Liebe Leserinnen, liebe Leser,

da „man“ sich nicht traute, nach dem Bundesgleichstellungsgesetz (BGleiG), das nur für die Bundesbehörden und -gerichte gilt, auch für die Privatwirtschaft ein Gleichstellungsgesetz einzuführen, wurde 2001 eine sogenannte „freiwillige Vereinbarung zwischen Wirtschaft und Bundesregierung“ abgeschlossen. Sie hat bisher wenig bis nichts gebracht hat und das Thema lediglich mit kontroversen Diskussionen am Leben erhalten. Bundesarbeitsministerin von der Leyen bezeichnete die Vereinbarung Anfang des Jahres als „krachend gescheitert“ und forderte eine feste Quote für Frauen in Führungspositionen, insbesondere in Aufsichtsräten (siehe den Blogbeitrag „19. März 1911 und heute: ´Nein´-Zeit ist Steinzeit“ vom 21.3.2011). Seitdem tobt die Debatte heftig und führt hoffentlich bald und endlich zum Sieg der Vernunft. Der wurde im Bundesbereich im gleichen Jahr mit dem Bundesgleichstellungsgesetz (BGleiG) eben schon errungen.
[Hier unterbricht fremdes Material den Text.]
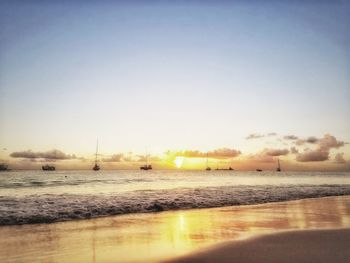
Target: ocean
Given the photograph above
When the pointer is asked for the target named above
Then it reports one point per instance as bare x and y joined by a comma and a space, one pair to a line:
28, 197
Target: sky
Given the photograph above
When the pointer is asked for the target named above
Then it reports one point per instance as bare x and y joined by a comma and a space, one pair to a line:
170, 78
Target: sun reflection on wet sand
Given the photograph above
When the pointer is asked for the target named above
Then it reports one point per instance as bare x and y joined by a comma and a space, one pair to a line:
156, 236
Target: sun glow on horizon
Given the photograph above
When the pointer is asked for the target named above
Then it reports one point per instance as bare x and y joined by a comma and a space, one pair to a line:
179, 161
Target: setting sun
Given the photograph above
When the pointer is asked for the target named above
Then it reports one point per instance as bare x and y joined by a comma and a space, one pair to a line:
179, 161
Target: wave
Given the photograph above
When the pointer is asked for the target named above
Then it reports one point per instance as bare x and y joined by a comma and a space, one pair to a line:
49, 208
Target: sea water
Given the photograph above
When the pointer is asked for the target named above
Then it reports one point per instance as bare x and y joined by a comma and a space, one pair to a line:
44, 197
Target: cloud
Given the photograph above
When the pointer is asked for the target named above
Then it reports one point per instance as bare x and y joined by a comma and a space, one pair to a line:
49, 155
143, 158
254, 136
294, 150
339, 158
323, 147
276, 152
114, 158
258, 135
271, 134
290, 137
317, 155
224, 153
221, 153
328, 141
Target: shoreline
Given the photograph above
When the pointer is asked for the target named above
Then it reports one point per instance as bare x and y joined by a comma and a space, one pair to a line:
156, 237
302, 246
51, 208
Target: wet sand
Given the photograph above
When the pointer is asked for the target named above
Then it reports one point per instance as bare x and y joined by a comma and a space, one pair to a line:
161, 236
303, 246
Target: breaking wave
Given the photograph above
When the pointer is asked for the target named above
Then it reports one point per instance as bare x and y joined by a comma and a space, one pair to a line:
48, 208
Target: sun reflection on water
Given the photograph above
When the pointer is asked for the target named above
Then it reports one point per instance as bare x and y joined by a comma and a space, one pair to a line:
156, 236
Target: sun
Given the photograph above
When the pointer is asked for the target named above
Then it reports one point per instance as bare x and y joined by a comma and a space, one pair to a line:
179, 161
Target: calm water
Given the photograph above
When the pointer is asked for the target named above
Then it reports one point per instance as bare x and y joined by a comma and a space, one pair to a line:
38, 196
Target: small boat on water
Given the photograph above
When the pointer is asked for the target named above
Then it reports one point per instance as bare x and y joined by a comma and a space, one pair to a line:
48, 167
225, 169
208, 168
279, 166
146, 166
4, 167
96, 167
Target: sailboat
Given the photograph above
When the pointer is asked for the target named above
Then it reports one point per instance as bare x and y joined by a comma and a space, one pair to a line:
279, 166
208, 168
4, 167
146, 166
48, 167
96, 166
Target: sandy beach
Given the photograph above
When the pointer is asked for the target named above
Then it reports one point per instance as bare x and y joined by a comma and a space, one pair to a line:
292, 246
157, 237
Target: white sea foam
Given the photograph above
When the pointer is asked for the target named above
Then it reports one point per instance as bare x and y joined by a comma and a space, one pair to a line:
47, 208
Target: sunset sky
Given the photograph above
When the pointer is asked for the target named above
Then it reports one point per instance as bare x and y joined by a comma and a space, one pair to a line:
246, 83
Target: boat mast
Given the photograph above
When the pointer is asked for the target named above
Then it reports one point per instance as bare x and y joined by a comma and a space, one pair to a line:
96, 152
146, 158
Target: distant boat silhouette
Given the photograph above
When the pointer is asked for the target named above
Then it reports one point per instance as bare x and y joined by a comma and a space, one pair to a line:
4, 167
48, 167
208, 168
279, 166
96, 166
225, 169
146, 166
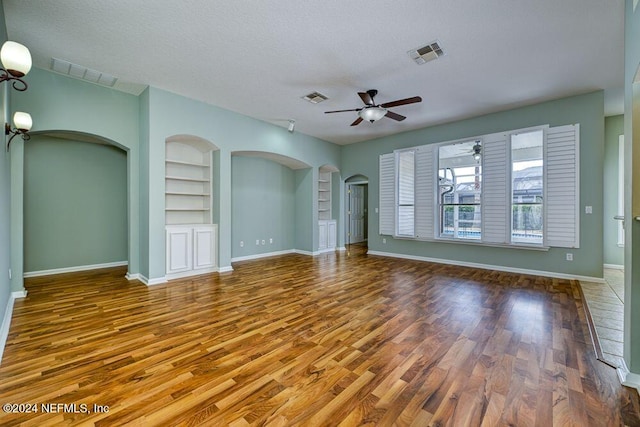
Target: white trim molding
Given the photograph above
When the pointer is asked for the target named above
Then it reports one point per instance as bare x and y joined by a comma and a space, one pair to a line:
6, 320
151, 282
301, 252
264, 255
628, 378
74, 269
132, 276
490, 267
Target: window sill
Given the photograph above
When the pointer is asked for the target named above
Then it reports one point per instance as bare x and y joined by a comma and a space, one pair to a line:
491, 245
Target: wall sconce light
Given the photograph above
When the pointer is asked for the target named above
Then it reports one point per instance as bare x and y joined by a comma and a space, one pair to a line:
477, 151
22, 122
16, 61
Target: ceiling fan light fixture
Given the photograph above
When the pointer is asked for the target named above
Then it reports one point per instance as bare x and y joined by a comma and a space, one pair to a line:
477, 151
371, 114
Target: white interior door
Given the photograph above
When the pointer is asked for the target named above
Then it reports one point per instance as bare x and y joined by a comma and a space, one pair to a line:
356, 213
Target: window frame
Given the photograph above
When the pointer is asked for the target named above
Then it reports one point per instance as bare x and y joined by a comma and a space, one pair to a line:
439, 206
543, 241
561, 168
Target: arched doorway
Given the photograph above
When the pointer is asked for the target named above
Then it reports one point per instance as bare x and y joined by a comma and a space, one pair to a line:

Während das BGleiG so etwas darstellt wie einen Versuch von „Gleichstellung schaffen ohne Waffen“, ging es 2001 gleichstellungspolitisch etwas wehrhafter beim deutschen Militär zu: Im Januar zogen die ersten Soldatinnen zum Dienst an der Waffe in die Kasernen der Bundeswehr ein, nachdem der Europäische Gerichtshof 2000 in der sogenannten Kreil-Entscheidung zu dem Ergebnis gekommen war, dass auch Frauen in der Bundeswehr zum Dienst an der Waffe zuzulassen seien. Tanja Kreil hat damit für Frauen den Wegfall dieses Berufsverbots erstritten. Ob es sich als positiv erweisen wird, muss die Zeit zeigen.

Ebenfalls vor 10 Jahren wurde das Betriebsverfassungsgesetz reformiert mit dem Ergebnis, dass der Gedanke der Geschlechterdemokratie mit der sogenannten Minderheitengeschlechterquote gesetzlich verankert wurde. Nach dieser Regelung muss das Geschlecht, das in der Belegschaft in der Minderheit ist, zumindest entsprechend seinem zahlenmäßigen Verhältnis im Betriebsrat vertreten sein.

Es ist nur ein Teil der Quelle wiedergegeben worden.